CNN has reached out to the other offices for comment.
Trump says he feels badly about Renee Good's death and hopes her father still supports him

Meanwhile, President Donald Trump is addressing the press in the White House, where he said he felt “horribly” at the death of Renee Good, adding he hoped her father would still support him politically.
“I felt horribly when I was told that the young woman was — a tragedy. It’s a tragedy. It’s a horrible thing. Everybody would say it,” Trump said about Good, who was shot by an ICE officer in Minneapolis earlier this month.
“Her father was a tremendous Trump fan. He was all for Trump, loved Trump,” he went on. “And, you know, it’s terrible. I was told that a lot of people, they said, oh, he loves you. I hope he still feels that way.”
Trump said ICE would make mistakes as part of their operations, though he did not say if Good’s death was itself one of those mistakes.
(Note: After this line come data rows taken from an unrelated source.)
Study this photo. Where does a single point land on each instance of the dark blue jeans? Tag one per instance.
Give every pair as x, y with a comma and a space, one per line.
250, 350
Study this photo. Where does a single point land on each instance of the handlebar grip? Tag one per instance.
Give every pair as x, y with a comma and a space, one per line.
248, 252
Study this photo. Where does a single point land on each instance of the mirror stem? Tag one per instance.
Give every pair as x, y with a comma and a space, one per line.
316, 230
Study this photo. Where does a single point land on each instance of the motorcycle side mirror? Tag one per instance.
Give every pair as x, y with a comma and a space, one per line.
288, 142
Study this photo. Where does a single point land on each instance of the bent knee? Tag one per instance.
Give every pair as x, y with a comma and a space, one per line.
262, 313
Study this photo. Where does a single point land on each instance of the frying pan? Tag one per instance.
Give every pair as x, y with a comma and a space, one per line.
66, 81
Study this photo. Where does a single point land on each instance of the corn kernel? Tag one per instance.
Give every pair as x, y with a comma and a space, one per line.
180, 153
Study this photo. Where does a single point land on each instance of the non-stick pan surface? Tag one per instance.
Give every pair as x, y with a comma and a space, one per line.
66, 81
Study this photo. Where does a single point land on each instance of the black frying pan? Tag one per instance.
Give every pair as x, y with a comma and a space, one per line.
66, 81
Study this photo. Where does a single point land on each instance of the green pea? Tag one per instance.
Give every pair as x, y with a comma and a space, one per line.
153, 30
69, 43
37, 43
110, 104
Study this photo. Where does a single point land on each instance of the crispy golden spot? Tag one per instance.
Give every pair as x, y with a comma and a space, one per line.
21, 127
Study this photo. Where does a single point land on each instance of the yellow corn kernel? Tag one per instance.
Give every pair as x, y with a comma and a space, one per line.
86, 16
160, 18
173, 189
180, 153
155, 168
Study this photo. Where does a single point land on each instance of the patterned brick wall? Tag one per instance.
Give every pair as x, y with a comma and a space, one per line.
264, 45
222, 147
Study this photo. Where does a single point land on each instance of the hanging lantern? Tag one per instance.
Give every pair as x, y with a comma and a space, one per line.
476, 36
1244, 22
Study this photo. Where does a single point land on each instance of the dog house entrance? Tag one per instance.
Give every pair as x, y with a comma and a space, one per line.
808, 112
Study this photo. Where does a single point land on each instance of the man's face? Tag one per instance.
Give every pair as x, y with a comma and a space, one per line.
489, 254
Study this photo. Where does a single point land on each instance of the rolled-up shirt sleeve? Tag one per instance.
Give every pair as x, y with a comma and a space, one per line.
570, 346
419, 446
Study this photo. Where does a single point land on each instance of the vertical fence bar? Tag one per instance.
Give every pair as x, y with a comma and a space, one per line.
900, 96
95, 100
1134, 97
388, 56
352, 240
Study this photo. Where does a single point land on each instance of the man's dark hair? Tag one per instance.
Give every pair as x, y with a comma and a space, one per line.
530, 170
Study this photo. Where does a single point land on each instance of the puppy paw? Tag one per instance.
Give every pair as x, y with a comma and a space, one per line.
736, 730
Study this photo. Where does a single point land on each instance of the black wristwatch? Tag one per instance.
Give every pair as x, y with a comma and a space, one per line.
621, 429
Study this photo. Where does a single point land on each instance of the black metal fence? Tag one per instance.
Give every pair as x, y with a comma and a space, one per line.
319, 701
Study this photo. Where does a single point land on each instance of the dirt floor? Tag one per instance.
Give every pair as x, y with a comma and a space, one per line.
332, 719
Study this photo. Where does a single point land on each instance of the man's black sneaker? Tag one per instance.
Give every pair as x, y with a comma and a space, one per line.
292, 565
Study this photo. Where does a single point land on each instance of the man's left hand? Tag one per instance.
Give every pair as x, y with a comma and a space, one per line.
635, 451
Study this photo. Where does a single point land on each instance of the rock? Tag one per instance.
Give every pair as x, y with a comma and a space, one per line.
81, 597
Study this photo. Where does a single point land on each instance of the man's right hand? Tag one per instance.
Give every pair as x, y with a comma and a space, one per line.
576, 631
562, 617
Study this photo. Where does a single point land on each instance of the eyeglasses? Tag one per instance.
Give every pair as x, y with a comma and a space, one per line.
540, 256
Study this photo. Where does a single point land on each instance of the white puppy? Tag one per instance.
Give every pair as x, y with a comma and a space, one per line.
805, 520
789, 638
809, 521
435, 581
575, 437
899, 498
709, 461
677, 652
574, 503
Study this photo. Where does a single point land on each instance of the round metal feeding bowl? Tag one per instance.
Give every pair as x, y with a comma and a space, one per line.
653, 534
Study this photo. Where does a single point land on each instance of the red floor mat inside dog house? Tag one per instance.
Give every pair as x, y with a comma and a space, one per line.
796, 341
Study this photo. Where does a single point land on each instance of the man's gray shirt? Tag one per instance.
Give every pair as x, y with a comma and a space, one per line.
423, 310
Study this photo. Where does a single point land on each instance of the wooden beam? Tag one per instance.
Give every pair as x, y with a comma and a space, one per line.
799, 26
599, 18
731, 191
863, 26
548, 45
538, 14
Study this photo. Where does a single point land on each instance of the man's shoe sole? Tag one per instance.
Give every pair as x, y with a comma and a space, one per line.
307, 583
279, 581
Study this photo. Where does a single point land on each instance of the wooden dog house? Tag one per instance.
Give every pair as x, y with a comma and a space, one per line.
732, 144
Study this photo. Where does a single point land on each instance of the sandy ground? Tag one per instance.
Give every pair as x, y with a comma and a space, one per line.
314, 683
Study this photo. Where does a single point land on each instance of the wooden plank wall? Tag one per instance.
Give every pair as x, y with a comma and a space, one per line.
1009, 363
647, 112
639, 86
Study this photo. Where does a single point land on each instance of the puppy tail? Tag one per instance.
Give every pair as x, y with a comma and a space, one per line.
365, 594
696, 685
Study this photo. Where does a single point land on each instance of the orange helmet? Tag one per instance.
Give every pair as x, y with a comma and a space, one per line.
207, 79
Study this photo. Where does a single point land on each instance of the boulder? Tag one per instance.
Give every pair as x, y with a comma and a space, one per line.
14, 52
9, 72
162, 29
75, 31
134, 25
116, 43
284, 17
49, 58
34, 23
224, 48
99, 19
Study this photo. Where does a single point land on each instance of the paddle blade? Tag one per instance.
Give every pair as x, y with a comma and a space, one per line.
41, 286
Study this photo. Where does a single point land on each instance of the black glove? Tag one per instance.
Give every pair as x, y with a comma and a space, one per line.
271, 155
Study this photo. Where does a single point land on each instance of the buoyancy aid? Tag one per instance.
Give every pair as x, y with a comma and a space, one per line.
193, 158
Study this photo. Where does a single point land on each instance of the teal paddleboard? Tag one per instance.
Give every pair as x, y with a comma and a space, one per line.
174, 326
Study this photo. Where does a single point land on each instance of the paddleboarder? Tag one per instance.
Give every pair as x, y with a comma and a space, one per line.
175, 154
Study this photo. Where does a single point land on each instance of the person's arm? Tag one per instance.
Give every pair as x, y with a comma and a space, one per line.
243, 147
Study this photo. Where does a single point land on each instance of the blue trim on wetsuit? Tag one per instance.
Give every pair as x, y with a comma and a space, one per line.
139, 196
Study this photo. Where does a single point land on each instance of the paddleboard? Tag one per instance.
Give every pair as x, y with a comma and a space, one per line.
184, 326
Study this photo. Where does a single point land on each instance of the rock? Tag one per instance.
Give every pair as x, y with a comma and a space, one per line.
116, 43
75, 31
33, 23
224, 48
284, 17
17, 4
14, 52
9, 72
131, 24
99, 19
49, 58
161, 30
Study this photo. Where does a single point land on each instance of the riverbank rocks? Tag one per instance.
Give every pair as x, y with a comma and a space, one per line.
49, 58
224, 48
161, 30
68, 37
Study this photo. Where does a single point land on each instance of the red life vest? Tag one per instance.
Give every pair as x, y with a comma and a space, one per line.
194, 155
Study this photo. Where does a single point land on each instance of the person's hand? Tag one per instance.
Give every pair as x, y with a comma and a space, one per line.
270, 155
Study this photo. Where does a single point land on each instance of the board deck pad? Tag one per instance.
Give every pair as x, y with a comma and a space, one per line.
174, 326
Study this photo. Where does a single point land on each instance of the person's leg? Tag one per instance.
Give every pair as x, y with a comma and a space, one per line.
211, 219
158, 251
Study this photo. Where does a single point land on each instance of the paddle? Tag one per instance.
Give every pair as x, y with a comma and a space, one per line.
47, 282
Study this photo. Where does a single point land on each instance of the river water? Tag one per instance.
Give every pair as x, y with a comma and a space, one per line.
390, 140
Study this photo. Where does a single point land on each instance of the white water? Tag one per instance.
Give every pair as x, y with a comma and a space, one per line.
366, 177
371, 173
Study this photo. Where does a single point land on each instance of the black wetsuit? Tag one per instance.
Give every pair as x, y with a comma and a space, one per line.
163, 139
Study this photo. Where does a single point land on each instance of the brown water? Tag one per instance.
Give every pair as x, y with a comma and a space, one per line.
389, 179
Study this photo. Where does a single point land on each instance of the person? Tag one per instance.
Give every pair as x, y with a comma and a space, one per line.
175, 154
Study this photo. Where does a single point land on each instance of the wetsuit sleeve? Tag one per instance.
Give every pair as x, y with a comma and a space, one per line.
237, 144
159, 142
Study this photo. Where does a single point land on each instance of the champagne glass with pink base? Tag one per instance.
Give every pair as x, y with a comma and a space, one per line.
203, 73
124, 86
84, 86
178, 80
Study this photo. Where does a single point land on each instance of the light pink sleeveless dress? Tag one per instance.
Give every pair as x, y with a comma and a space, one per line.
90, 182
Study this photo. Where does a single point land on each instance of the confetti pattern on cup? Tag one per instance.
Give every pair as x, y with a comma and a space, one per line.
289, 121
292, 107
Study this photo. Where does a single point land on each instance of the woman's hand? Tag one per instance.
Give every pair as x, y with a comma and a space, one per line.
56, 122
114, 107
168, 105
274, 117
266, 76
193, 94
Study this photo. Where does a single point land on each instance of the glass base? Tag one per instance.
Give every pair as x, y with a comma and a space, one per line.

Minnesota governor blasts DOJ probe and calls for 'calm and order'
Minnesota Gov. Tim Walz called for President Donald Trump to join people in his state “to help restore calm and order and reaffirm that true public safety comes from shared purpose, trust, and respect.”
In an X post on Tuesday, Walz said Minnesota would not be pulled into “political theater” referencing the Justice Department’s investigation into possible obstruction of federal officers during recent protests. Walz added he does not believe the investigation seeks justice.
“It is a partisan distraction,” Walz said. “Minnesotans are more concerned with safety and peace than baseless legal tactics aimed at intimidating public servants standing shoulder to shoulder with their community.”
Walz said the federal government should be focused on rebuilding trust, accountability and law and order, instead of “political retaliation.”
“Minnesota will not be intimidated into silence and neither will I,” he said.